The puck drops a minute later, and the clock starts ticking down. Edgewood is aggressive from the start, and Holt matches their intensity. For most of the first period, players keep zipping up and down the ice repeatedly, each team fighting for possession while only managing a few shots on goal.

The second period starts out the same. Then, five minutes in, Edgewood scores. There’s a collective groan among the crowd.

Thirty seconds later, Edgewood gets called on a high-sticking penalty. Fresh excitement ripples through the crowd, watching the maroon jersey step into the penalty box and giving Holt a prime opportunity to even the score.

Conor’s line gets sent out. Hunter is the one who carries it down toward Edgewood’s goalie, passing to Robby Sampson, who then passes it to Conor. They set up a circular formation, their familiarity with each other obvious as the puck ricochets between their sticks, none of Edgewood’s defensemen able to stop its trajectory.

Hunter is the one who takes the shot. The net bulges from the velocity, the siren sounds, and the arena erupts as the score gets tied.

I glance down at Hugh, who’s beaming. Allison, who is not normally much of a sport spectator, is paying close attention. Even Landon looks intrigued, I notice. He’s not even pretending to act disinterested, leaning forward on his elbows like he’s trying get as close to the ice as possible.

Hockey’s an easy sport to get wrapped up in. The energy humming in the air is electric, punctuated by the rattle of boards and the scrape of blades against ice.

Play resumes again, Edgewood clearly pissed about giving up a goal. They press harder and the game grows more physical. I wince, watching Conor take a hit that I know will be another bruise on his ribs. Conor manages to keep possession of the puck, skating behind the goal and then passing to a waiting Robby. Robby shoots, and the siren sounds again.

I relax a little once Holt is officially winning.

Four minutes later, Edgewood scores. The second period ends, tied 2-2.

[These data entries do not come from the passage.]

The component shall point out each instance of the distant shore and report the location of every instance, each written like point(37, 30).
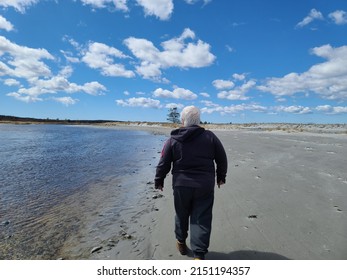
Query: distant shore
point(158, 126)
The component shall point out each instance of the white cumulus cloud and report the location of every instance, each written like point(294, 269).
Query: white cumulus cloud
point(177, 93)
point(327, 79)
point(159, 8)
point(139, 102)
point(176, 52)
point(339, 17)
point(19, 5)
point(102, 57)
point(5, 24)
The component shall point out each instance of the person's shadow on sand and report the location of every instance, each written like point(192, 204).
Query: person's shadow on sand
point(245, 255)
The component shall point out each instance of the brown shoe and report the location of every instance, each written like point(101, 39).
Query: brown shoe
point(182, 248)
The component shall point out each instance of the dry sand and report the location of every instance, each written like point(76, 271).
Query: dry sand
point(285, 198)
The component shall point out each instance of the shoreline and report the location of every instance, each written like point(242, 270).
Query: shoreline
point(159, 127)
point(285, 198)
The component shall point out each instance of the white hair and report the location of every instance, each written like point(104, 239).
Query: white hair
point(190, 116)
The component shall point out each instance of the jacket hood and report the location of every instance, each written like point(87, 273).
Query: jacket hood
point(186, 134)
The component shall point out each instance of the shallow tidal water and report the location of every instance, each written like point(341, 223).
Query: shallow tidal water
point(53, 176)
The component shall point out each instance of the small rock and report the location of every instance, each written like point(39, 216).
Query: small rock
point(127, 236)
point(96, 249)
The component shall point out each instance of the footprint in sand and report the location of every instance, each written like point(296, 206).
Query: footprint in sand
point(337, 208)
point(253, 217)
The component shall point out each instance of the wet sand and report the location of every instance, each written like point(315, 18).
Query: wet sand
point(285, 198)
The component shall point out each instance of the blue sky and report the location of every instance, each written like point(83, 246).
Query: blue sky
point(237, 60)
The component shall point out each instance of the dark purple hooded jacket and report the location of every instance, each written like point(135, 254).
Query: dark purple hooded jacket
point(193, 152)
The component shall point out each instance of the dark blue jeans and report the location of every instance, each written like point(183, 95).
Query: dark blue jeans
point(194, 206)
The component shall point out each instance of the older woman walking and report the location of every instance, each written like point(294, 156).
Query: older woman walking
point(198, 160)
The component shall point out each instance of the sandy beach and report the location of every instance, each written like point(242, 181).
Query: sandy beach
point(285, 198)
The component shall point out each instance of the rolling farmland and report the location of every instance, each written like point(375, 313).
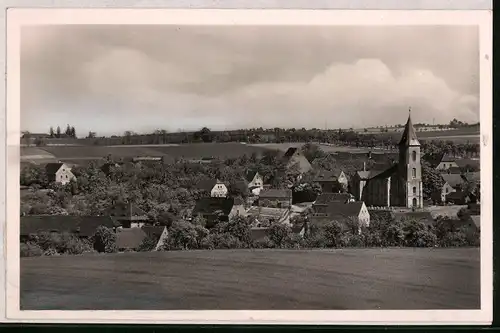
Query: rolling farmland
point(254, 279)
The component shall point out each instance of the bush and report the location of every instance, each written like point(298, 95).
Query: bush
point(30, 250)
point(148, 244)
point(280, 235)
point(263, 243)
point(104, 240)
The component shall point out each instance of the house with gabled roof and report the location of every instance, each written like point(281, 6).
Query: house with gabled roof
point(128, 215)
point(213, 209)
point(323, 200)
point(332, 181)
point(280, 198)
point(59, 173)
point(80, 226)
point(294, 156)
point(215, 187)
point(255, 181)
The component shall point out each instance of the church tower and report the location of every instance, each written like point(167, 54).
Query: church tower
point(409, 166)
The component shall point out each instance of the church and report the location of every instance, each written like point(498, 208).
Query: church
point(399, 185)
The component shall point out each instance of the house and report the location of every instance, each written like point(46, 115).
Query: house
point(341, 212)
point(110, 167)
point(459, 198)
point(294, 156)
point(265, 215)
point(423, 217)
point(216, 188)
point(128, 215)
point(472, 177)
point(332, 181)
point(255, 182)
point(238, 208)
point(80, 226)
point(213, 209)
point(158, 233)
point(276, 198)
point(324, 199)
point(59, 173)
point(447, 162)
point(468, 165)
point(129, 239)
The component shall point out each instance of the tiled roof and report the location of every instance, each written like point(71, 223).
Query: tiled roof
point(425, 217)
point(275, 193)
point(326, 198)
point(52, 168)
point(130, 238)
point(340, 210)
point(452, 179)
point(210, 206)
point(84, 226)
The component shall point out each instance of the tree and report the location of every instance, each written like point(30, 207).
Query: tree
point(432, 181)
point(183, 235)
point(104, 240)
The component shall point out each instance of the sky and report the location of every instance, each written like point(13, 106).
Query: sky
point(110, 79)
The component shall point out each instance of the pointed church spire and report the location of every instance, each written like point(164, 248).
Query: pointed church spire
point(409, 137)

I make small talk with Allison during the second intermission, my knee bouncing wildly the entire time.

I wasn’t this invested the last game I watched, and I know it wasn’t just because that score wasn’t this close. It’s because I care more, about Conor. I want this win for him, more than anything else.

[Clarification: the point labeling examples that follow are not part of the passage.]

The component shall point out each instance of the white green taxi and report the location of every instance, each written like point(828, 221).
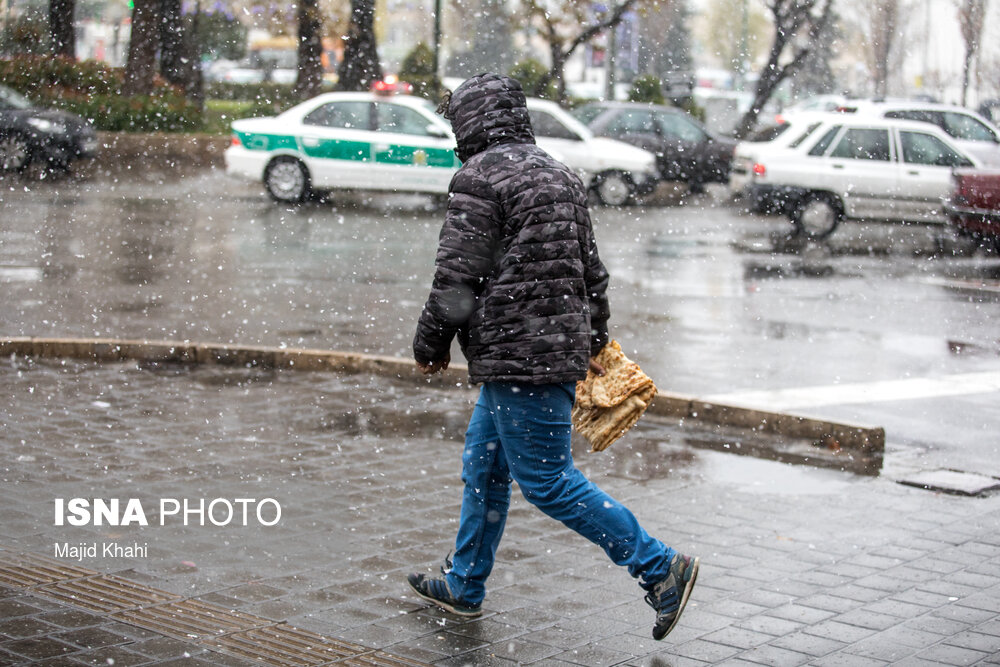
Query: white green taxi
point(397, 143)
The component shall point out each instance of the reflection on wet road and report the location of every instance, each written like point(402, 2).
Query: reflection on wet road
point(711, 302)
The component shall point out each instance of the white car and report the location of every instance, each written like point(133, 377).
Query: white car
point(969, 131)
point(788, 131)
point(859, 167)
point(613, 170)
point(370, 141)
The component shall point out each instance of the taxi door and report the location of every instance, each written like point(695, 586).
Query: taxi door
point(336, 143)
point(410, 151)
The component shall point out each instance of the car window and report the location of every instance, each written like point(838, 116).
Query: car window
point(825, 141)
point(587, 113)
point(545, 124)
point(920, 148)
point(347, 115)
point(863, 144)
point(632, 121)
point(805, 135)
point(769, 133)
point(961, 126)
point(675, 124)
point(11, 100)
point(397, 118)
point(921, 115)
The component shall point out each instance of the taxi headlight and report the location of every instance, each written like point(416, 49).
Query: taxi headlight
point(47, 126)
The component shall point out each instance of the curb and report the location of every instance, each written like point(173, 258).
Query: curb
point(862, 445)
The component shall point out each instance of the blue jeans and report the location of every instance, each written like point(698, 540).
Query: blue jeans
point(522, 432)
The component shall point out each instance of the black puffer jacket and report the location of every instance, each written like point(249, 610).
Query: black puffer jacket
point(518, 278)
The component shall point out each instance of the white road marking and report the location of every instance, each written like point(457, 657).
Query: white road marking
point(866, 392)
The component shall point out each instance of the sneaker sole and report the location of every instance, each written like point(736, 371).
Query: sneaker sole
point(444, 605)
point(684, 598)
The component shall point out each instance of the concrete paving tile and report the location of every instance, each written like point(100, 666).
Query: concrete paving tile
point(523, 650)
point(774, 656)
point(963, 614)
point(846, 660)
point(481, 657)
point(951, 655)
point(826, 602)
point(92, 637)
point(120, 656)
point(991, 627)
point(976, 641)
point(777, 627)
point(985, 602)
point(22, 627)
point(558, 637)
point(837, 631)
point(38, 648)
point(812, 645)
point(733, 608)
point(738, 637)
point(864, 618)
point(799, 613)
point(705, 650)
point(592, 656)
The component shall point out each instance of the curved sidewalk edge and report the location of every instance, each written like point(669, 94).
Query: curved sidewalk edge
point(864, 443)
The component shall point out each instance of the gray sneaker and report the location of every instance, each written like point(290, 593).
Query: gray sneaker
point(669, 596)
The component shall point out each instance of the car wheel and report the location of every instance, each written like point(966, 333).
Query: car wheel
point(15, 153)
point(287, 180)
point(613, 188)
point(817, 215)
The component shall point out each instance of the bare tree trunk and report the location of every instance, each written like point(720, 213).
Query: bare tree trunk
point(791, 18)
point(310, 48)
point(560, 52)
point(61, 30)
point(971, 16)
point(140, 69)
point(171, 29)
point(885, 23)
point(360, 67)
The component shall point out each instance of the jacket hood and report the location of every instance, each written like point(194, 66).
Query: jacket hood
point(488, 110)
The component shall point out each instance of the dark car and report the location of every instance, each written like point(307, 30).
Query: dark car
point(684, 149)
point(29, 133)
point(973, 207)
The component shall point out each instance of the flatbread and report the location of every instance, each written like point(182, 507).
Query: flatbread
point(607, 406)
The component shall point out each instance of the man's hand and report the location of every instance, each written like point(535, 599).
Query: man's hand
point(435, 366)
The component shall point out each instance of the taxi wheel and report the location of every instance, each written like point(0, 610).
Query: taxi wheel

The third period is a battle, both teams desperate to score. Edgewood earns two penalties and Aidan takes one for Holt. No one gets another power play goal.

And then, with just over three minutes left, Edgewood scores, pulling ahead. My hands curl into fists, my fingernails biting into my palm, the flash of each second expiring all I can focus on. Only one hundred and eighty-three of them left.

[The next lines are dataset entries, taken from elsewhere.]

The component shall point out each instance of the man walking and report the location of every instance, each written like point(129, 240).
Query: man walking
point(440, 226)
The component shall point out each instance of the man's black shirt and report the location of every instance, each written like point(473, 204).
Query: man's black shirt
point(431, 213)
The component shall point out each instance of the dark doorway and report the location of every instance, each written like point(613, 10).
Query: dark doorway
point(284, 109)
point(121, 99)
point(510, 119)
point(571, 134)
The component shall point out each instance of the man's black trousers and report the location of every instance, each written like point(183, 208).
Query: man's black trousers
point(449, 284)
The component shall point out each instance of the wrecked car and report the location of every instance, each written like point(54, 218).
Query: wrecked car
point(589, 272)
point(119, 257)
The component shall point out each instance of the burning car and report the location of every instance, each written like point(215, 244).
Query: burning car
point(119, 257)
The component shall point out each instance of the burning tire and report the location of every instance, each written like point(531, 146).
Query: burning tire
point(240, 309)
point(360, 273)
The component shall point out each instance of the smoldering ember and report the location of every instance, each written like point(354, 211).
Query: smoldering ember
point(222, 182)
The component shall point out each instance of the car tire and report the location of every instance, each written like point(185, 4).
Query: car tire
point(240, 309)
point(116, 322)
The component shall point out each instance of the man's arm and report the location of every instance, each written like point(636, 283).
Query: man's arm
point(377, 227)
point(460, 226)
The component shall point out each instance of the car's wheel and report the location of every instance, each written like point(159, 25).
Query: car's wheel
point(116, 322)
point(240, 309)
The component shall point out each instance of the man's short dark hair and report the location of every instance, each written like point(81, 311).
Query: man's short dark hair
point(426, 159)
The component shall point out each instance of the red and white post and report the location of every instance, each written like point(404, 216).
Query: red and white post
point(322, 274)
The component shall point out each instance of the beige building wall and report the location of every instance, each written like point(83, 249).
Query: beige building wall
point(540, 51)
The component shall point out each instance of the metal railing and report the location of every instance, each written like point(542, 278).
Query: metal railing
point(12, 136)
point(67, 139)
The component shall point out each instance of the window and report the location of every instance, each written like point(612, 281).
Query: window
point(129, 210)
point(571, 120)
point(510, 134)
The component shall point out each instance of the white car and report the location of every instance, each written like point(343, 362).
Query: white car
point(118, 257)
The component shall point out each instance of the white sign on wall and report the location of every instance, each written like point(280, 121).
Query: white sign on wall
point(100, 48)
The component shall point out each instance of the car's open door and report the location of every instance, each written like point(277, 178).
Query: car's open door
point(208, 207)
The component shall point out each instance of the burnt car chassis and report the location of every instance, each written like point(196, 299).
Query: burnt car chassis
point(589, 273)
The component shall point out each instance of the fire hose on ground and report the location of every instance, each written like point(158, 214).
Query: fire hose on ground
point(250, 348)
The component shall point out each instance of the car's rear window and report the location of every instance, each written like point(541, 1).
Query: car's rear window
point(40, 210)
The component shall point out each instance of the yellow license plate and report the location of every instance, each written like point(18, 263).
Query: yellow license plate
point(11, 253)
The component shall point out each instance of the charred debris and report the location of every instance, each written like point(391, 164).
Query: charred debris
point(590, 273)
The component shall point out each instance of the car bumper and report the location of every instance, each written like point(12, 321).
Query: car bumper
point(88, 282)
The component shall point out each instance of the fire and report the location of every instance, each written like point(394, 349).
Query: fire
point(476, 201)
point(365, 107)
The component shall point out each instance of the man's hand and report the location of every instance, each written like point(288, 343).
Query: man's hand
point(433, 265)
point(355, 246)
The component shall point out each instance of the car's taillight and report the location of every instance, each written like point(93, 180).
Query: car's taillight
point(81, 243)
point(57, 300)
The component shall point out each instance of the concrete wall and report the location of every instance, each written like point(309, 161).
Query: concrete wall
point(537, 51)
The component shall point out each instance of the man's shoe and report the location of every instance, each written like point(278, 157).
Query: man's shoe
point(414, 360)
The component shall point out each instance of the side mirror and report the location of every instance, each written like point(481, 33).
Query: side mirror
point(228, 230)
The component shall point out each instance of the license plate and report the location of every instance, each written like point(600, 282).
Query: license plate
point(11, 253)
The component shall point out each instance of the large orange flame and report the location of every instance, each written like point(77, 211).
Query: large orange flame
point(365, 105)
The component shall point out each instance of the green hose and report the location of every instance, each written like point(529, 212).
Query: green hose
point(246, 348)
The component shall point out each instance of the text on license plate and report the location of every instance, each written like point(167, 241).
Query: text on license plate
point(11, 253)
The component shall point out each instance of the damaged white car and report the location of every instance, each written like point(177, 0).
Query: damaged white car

It’s chaos on the ice, lines changing and boards clanging as Edgewood struggles to maintain its lead and Holt fights to protect its undefeated season. Time keeps ticking down. If they can get just one goal, they could win in overtime.

There’s a whistle on the ice, then a congregation of jerseys near the center. A blue jersey is waving at the ref with his hand raised, while two other blue jerseys try to pull him back.

I have a bad feeling, even before the player turns and I see the number on the back.

“Holt penalty on number fifteen, Conor Hart. Two minutes for tripping.”

Instead of heading into the penalty box, Conor steps off the ice at Holt’s bench. He passes the row of his teammates. I watch his coach call out something that has Conor shaking his head, then continuing under the opening beneath the bleachers. He stops, a few steps later, swinging his stick against the cinderblock wall. The wood splinters, falling to the ground in a cracked heap. Conor keeps walking until I can’t see him anymore.

“He left the game early?” I hear Landon ask Hugh.

“There’s less time left in the game than his penalty,” Hugh replies. “He wouldn’t have been able to go back out on the ice.”

Under other circumstances, I would take Landon’s interest in Conor and hockey as a positive sign.

But I’m focused on the slumped shoulders beneath the blue jerseys on the ice. The cracked stick no one has moved yet. The quiet, somber crowd.

Fifty-three seconds later, Holt’s winning streak ends.